6. Il est constant que l’adaptation mineure dont la société requérante sollicite le bénéfice porte sur des enseignes perpendiculaires apposées sur la façade du local commercial qu’elle exploite. Ces enseignes, dès lors qu’elles n’affectent pas l’utilisation des sols, sont soumises, en raison du principe d’indépendance des législations, aux dispositions du code de l’environnement relatives à la publicité extérieure et non à celles du code de l’urbanisme, nonobstant la circonstance que le règlement local de publicité soit à titre purement informatif annexé au plan local d’urbanisme intercommunal de Bordeaux Métropole. C’est donc à bon droit que la commune de Bordeaux a refusé de faire droit à la demande présentée par la société requérante au motif que les dispositions de l’article L. 152-3 du code de l’urbanisme ne permettaient pas de déroger aux prescriptions imposées par le règlement local de publicité. Par suite, les moyens tirés de la méconnaissance des dispositions mentionnées ci-dessus et de l’erreur manifeste d’appréciation doivent être écartés.
7. Il résulte de ce qui précède, et sans qu’il soit besoin d’examiner la fin de non-recevoir opposée en défense, que la requête de la société par actions simplifiée unipersonnelle Briau vins de Bordeaux doit être rejetée ainsi que, par voie de conséquence, ses conclusions tendant à la mise en œuvre des dispositions de l’article L. 761-1 du code de justice administrative.
D E C I D E :
Article 1er : La requête de la société par actions simplifiée unipersonnelle Briau vins de Bordeaux est rejetée.

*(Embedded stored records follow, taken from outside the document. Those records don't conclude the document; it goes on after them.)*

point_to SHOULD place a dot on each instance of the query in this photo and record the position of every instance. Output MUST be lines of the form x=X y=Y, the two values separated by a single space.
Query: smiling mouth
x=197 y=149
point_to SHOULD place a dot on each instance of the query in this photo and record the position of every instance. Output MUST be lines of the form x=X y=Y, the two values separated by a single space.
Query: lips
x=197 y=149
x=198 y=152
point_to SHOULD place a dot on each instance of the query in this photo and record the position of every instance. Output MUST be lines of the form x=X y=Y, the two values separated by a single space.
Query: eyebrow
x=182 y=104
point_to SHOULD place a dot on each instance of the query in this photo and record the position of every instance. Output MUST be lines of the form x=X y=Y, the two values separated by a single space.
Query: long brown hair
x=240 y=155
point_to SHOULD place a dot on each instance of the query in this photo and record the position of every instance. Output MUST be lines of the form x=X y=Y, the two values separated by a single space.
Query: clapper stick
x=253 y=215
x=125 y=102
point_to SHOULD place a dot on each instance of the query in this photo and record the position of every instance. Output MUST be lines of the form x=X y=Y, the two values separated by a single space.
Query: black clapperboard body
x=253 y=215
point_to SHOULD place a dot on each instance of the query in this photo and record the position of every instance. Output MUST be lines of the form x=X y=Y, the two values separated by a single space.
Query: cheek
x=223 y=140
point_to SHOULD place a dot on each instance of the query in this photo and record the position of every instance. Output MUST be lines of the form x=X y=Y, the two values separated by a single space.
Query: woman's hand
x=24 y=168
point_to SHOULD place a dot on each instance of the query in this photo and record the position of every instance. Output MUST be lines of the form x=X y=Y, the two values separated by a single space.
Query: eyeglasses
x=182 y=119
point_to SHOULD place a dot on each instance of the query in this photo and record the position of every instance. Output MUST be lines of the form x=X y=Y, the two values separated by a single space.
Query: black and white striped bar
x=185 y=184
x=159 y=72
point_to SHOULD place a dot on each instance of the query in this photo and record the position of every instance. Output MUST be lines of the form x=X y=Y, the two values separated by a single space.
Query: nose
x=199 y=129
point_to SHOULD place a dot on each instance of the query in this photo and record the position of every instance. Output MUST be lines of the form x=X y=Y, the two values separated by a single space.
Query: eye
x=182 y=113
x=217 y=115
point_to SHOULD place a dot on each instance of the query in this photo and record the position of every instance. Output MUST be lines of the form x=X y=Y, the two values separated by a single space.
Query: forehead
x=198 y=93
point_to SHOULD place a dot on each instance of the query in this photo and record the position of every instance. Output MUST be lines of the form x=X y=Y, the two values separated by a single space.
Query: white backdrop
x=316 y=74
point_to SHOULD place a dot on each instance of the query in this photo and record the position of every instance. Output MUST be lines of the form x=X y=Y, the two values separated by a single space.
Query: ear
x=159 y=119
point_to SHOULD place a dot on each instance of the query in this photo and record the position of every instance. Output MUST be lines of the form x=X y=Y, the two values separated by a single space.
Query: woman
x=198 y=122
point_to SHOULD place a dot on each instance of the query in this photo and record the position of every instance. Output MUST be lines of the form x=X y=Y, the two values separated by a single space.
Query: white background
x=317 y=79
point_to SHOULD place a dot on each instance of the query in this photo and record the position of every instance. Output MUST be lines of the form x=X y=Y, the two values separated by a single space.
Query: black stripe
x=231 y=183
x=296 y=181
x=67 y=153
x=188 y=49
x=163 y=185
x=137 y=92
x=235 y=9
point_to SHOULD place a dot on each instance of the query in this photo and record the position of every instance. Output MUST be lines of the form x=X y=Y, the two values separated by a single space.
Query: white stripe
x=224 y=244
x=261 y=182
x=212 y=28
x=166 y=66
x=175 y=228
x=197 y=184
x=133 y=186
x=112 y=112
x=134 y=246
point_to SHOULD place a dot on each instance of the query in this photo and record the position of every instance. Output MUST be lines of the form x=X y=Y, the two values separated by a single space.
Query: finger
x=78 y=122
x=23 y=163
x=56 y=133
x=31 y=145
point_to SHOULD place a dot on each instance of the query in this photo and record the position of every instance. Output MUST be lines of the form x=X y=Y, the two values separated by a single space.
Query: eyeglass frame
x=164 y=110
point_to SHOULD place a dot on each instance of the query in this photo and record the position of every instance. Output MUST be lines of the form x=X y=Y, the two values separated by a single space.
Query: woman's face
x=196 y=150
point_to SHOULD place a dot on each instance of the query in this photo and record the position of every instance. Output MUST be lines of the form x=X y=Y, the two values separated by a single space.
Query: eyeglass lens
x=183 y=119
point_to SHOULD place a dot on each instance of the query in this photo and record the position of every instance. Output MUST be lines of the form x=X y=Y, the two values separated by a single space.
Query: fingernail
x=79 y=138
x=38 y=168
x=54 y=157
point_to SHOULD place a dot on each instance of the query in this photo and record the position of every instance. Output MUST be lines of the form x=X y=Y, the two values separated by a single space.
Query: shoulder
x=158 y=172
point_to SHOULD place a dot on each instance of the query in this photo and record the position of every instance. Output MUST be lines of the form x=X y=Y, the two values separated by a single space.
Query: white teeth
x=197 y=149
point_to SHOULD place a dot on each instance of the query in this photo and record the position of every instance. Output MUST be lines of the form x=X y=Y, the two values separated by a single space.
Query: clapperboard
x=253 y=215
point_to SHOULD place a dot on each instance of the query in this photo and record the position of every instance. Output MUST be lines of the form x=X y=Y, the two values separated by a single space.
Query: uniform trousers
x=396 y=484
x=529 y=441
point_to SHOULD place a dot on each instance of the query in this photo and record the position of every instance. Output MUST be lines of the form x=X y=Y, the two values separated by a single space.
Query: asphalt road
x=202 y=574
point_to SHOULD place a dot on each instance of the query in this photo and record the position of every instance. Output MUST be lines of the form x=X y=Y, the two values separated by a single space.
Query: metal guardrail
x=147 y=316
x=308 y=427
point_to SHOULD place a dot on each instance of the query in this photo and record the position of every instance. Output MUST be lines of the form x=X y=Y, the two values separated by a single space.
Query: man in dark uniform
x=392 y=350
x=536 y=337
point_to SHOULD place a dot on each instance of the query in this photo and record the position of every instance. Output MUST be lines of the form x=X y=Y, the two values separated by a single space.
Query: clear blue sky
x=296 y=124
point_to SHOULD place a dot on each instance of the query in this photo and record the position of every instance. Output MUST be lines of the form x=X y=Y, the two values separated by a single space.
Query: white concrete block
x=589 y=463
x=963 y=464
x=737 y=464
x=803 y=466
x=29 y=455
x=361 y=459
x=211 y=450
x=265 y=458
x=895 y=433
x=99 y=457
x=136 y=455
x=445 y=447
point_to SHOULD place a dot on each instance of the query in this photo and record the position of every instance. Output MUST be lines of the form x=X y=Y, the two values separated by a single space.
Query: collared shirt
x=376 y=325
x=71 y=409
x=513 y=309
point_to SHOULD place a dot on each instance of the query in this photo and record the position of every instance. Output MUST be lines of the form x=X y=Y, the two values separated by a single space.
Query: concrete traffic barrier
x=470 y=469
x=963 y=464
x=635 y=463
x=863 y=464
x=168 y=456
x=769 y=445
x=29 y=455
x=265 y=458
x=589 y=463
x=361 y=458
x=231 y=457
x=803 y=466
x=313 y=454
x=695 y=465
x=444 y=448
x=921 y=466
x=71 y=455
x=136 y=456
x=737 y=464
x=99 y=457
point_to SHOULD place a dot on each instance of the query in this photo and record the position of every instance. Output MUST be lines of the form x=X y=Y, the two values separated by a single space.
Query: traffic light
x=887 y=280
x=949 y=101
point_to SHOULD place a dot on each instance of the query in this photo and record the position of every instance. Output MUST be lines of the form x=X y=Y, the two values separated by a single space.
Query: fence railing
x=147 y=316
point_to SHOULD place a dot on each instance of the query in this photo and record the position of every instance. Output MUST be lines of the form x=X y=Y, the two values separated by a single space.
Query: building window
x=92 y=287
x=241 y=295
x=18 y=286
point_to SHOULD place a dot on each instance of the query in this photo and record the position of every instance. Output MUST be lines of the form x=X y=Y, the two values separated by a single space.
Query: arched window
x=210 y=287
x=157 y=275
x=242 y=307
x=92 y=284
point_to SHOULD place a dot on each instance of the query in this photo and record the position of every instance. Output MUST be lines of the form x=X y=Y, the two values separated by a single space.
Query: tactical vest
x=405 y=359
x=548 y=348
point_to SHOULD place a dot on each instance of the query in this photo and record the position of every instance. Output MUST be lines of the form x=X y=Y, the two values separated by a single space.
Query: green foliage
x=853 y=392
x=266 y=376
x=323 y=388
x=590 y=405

Article 2 : Le présent jugement sera notifié à la société par actions simplifiée unipersonnelle Briau vins de Bordeaux et à la commune de Bordeaux.
Délibéré après l’audience du 27 mars 2025, à laquelle siégeaient :
M. Katz, président,
M. Fernandez, premier conseiller,
M. Boutet-Hervez, conseiller.
Rendu public par mise à disposition au greffe le 10 avril 2025.
Le rapporteur,
C. Boutet-Hervez
Le président,
D. Katz La greffière,
M. A
La République mande et ordonne au préfet de la Gironde, en ce qui le concerne ou à tous commissaires de justice à ce requis en ce qui concerne les voies de droit commun, contre les parties privées, de pourvoir à l’exécution de la présente décision.